Knowlegebase articles

Welcome to SysOrb knowledge base. Her you will find detailed explanation on questions regarding SysOrb. The list is under continues development and new articles will be added. You can follow the links below or enter a "key word" to search all of the articles.

Explanation of the score keeper strategy.

First of all, we have a thing we call the "state" of a check, that is green/yellow/red depending on the last measurement of e.g. the CPU time utilization (according to the "Warn when below", "Alert when ..." settings). When determining whether a Node is late for checkin, the state is green immediately after the Node has completed a checkin, and stays so until the period given in "Checkin in every" (plus a little slack) has expired, at which point the state turns red.

If you choose the Immediate strategy, then the color you will see in the SysOrb web interface will be the "state" of the Check.

If on the other hand, you choose ScoreKeeper, then the "state" is used as a basis for updating a numeric score, and that score is in turn used to decide the color to show in the web interface.

The score moves in the range from zero to "Alert ceiling", with lower scores meaning better (green). At any point in time, if the score is above "Alert at" then the icon in the web interface will be red, if the score is not above "Alert at", but is above "Warn at", then the icon will be yellow, and if the score is below "Warn at", then the icon will be green.

The score is conceptually adjusted every five seconds, depending on the state of the check. Typically a green state will decrement the score by 5, a yellow state will increment it by 6, and a red state will increment it by 20. (all of these adjustments are performed every 5 seconds, no matter the frequency of the measurements.)

For checkin, the adjustments are known as "Checkin score" (green) and "Missed checkin score" (red). (Checkin never has a yellow state.)

For other checks, the adjustements are known as "Good score", "Warning score" and "Alert score".

ScoreKeeper is useful for NetChecks, ping times for instance may fluctuate, and you do not want an alert just because a few measurements showed a high round trip time.

This is an example of how it works:

The default settings on the node are:: You can see this if you click configure- edit node.

Warn At : 200
Warn ceiling : 300
Alert At : 1000
Alert ceiling : 1100

The score keeper parameters on a check is as default:

Good Score : -5
Warn Score : 6
Alert Score : 20

If we say that a checks score is 0 and the check goes into Warning state, the 6 scores will be added each 5.second

Meaning it will take:

5 seconds * (200 / 6) ~= 2.8 minutes, before you will receive a warning from the check

Then after 1. min. the score will reach the Warn Ceiling at 300 and will not increase any more.

If the check then goes into alert state, the score will count up from 300, using 20 each 5.second.
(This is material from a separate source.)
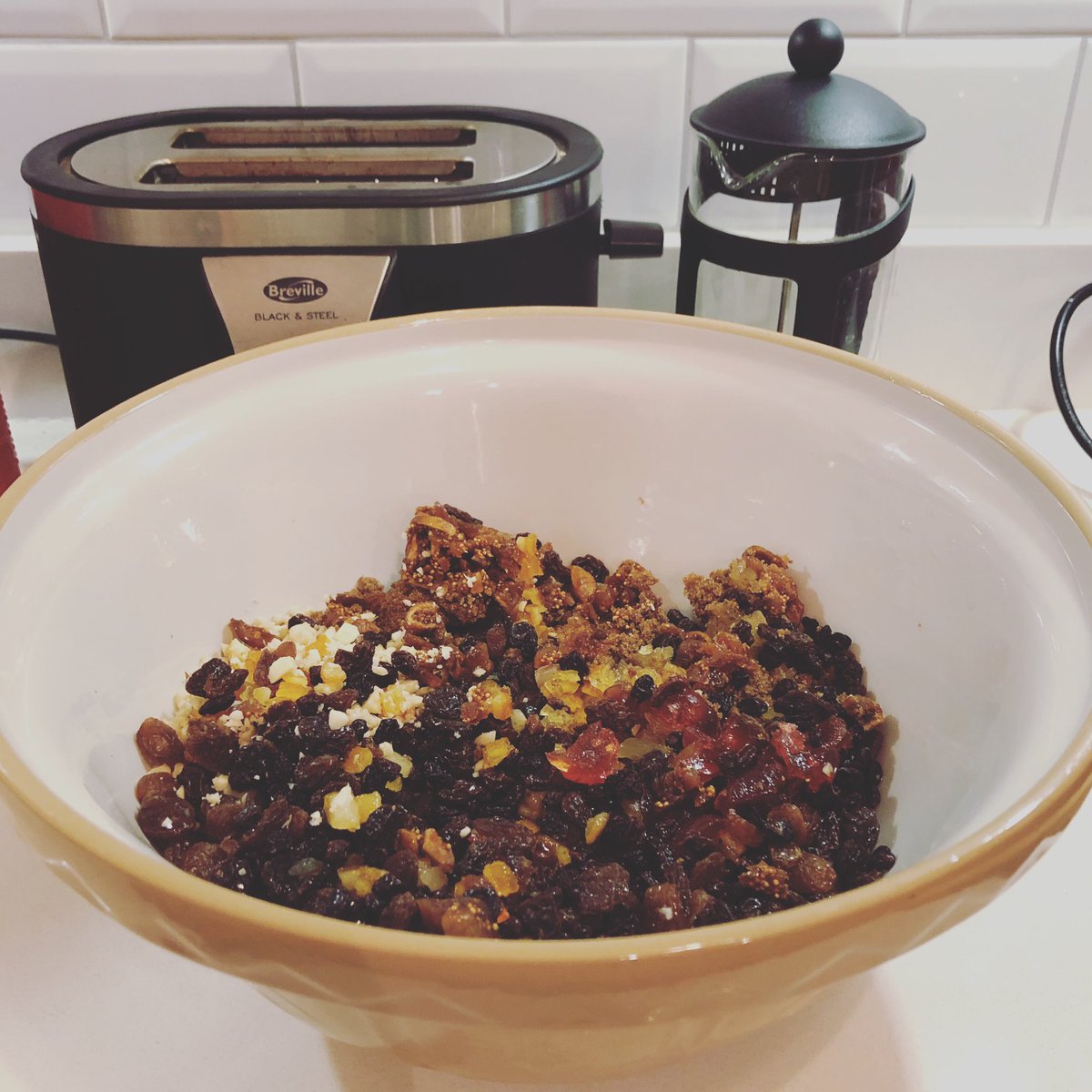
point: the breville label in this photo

This means that it will take:

5 seconds * (1000 - 300) / 20 ~= 3 min. Before you will receive and alert

The score will stop when it reach Alert ceiling at 1100.
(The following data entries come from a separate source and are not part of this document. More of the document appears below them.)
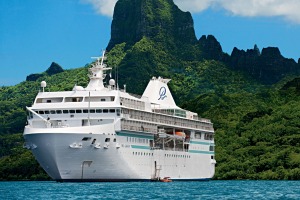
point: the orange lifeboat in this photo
(180, 133)
(165, 180)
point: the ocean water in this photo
(152, 190)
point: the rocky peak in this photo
(158, 20)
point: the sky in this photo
(35, 33)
Now let say that a check goes directly to Alert state starting from a score at 0 then you will receive an alert after approximately 4 min. 5.seconds* (1000/20)=250 seconds~=4 min

Now when a error then get corrected or the check is ok again, then SysOrb will start counting down the score using 5 each 5.second. This means that after approx. 1½ min. the check will go from alert to warning ( SysOrb counts down from 1100 to 1000 to get below the alert At). Then it will take 13 minutes before the checks go out of warning. ( you have to count 800 down before you are below the warn At)

We recommend that you leave the score and warning / alert / ceiling values to their defaults, and only change them if you both understand what the change will mean, and actually have a need to change them.